Last week in Azure for the week of October 9, 2017

1. IoT updates

Now you can monitor your Azure IoT solutions with Azure Monitor and Azure Resource Health. Azure Monitor provides highly granular and real-time monitoring data for any Azure resource. Check out this video on Channel 9 to Get Started with Azure Monitor. Azure resouce health is your personalized dashboard of how your resources are doing based on a series of executed checks, such as checking if the IoT hub is up and running.

Azure IoT Hub now supports X.509 CA certificates for device identity. The use of X.509 certificate authority (CA) certificates dramatically simplifies device identity creation and life-cycle management in the supply chain, which enables registration of any number of devices into Azure IoT Hub by registering an X.509 CA certificate once; otherwise, device-unique certificates must be pre-registered for every device before it can connect. For more information, see Device Authentication using X.509 CA Certificates.

2. New previews

Azure Files share snapshots – Azure Files share snapshots enables you to store periodically read-only versions of your file shares. It also enables you to copy an older version of your content from anywhere for further modification and use.
Batch AI – Now you can provision clusters of GPUs or CPUs on demand to train your models in parallel and at scale in Azure. If you want to give it a try, you can run recipes using the Python quickstart or the Azure CLI 2.0 quickstart. Or, you can try out the Azure Batch AI training recipes in GitHub. For more information, see Azure Batch AI.

3. Azure Management Libraries for .NET v1.3

The latest release of the Azure Management Libraries for .NET adds support for availability zones (in preview), as well as support for Network Peering, Virtual Network Gateway and Azure Container Instances. You can find .NET sample code that addresses just about every Azure management scenario you can imagine on GitHub.

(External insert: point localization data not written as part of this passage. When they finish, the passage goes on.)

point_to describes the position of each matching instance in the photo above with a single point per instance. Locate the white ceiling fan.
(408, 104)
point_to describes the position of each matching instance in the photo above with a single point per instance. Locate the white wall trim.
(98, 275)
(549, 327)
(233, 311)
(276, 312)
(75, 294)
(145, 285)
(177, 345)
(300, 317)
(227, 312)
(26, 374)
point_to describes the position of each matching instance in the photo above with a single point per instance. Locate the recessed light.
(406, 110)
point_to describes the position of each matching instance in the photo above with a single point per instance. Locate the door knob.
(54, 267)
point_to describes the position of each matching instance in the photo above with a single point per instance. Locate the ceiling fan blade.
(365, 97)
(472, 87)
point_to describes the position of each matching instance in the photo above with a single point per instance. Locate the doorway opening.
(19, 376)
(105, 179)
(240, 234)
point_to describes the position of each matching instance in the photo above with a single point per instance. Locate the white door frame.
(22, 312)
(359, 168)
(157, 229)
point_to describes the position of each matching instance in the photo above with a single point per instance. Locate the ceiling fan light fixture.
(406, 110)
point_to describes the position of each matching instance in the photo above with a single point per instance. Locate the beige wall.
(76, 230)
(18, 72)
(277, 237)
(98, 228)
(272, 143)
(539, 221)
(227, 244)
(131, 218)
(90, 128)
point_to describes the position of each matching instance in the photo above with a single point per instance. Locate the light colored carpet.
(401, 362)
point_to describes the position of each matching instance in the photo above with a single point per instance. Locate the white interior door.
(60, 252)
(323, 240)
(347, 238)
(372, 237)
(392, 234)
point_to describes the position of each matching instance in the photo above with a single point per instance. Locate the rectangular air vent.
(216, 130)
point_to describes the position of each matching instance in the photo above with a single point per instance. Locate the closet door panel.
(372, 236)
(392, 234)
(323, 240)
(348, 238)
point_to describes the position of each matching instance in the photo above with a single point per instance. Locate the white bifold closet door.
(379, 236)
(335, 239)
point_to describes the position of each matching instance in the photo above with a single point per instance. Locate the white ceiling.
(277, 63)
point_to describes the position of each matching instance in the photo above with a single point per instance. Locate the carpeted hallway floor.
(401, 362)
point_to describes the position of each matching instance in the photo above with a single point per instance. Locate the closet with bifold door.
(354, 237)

4. Cloud Platform Release Announcements

Every few weeks (usually on a Wednesday), we publish a consolidated list of updates for that period from the Cloud Platfrom team at Microsoft, which includes Azure, dev tools, and more. The Cloud Platform Release Announcements for October 11, 2017 post from last week covers everything that was released after Microsoft Ignite 2017, such as public preview of Java support in Azure Functions and general availability of Power BI Embedded.

5. Stuff to watch & Listen

Azure Friday: ILB ASE and Application Gateway – Christina Compy joins Scott Hanselman to talk about exposing your internet-isolated apps with an Application Gateway. This enables you to securely host multi-tier applications on an Internal Load Balancer (ILB) App Service Environment (ASE) and only expose the front-end applications that you want to expose.

Azure Friday: Jenkins Plugins for Kubernetes – Pui Chee "PC" Chan joins Scott Hanselman to discuss native support for Jenkins in Azure. Our plugins make it easy for you to build your project using a container agent and then automate deployment from Jenkins to an Azure Container Service Kubernetes cluster.

Azure Friday: Azure Instance Metadata Service – Hariharan Jayaraman joins Scott Hanselman to talk about the Azure Instance Metadata Service, which provides information about running virtual machine instances that you can use to manage and configure your virtual machines. Use the service to get information such as SKU, network configuration, and upcoming maintenance events.

The Azure Podcast: Episode 199 – Blockchain Update – Cale Teeter gives us the latest scoop on all the things Microsoft is doing in the Blockchain space. Plus, more coverage of the updates mentioned earlier in this post.

Cloud Tech 10 – 16th October 2017 – Batch AI, Durable Functions, File Share Snapshots and more! – In this rapid-fire video series from Mark Whitby, a Cloud Solution Architect at Microsoft UK, you get a weekly dose of how-to information in 10 minutes or less.

Azure Application Service Environments v2: Private PaaS Environments in the Cloud – An App Service Environment v2 is a fully isolated and dedicated environment for securely running Azure App Service apps at high scale, including Web Apps, Mobile Apps, and API Apps. It is essentially a deployment of the Azure App Service into a subnet of your network, so think of it as your private Platform-as-a-Service environment in the cloud.